D’après Constant, présent lors de cette scène, l’Empereur y aurait même ajouté un coffre rempli de diamants, directement prélevés du trésor des Tuileries. Dans la foulée, Lavalette, décide de faire fabriquer une collection de faux livres creux (pas moins de 54 tomes !) sous le titre banal d’une Histoire ancienne et moderne, pour y cacher l’or de l’Empereur. Quand survient la campagne de France en 1814, le comte dissimule sa fabuleuse bibliothèque sous le parquet de son château.

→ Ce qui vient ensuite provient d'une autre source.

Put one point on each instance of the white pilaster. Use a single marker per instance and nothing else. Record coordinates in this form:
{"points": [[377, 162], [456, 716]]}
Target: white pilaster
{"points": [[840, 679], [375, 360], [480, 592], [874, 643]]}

Et lorsque trois cents Prussiens campent pendant deux mois dans ses murs, ils ne se doutent pas qu’une partie de la fortune impériale dort sous leurs pieds ! Le loyal directeur finit par en donner la moitié au prince Eugène de Beauharnais, et dépose quatre cent mille francs au nom de l’Empereur dans les coffres du banquier Laffitte, pour plus de sûreté. Il a été bien inspiré, nous le verrons par la suite.
Alors que s’achève la campagne de France, au printemps 1814, les Tuileries sont en ébullition. Les armées alliées sont aux portes de Paris, Napoléon ne peut plus les contenir, il faut fuir, décamper au plus vite, en emportant le maximum de biens. Triste spectacle en vérité…
L’empire s’effondre dans la poussière d’un immense convoi de voitures, berlines et fourgons, entraînant l’impératrice Marie-Louise et le trésor impérial sur les routes du sud de la France.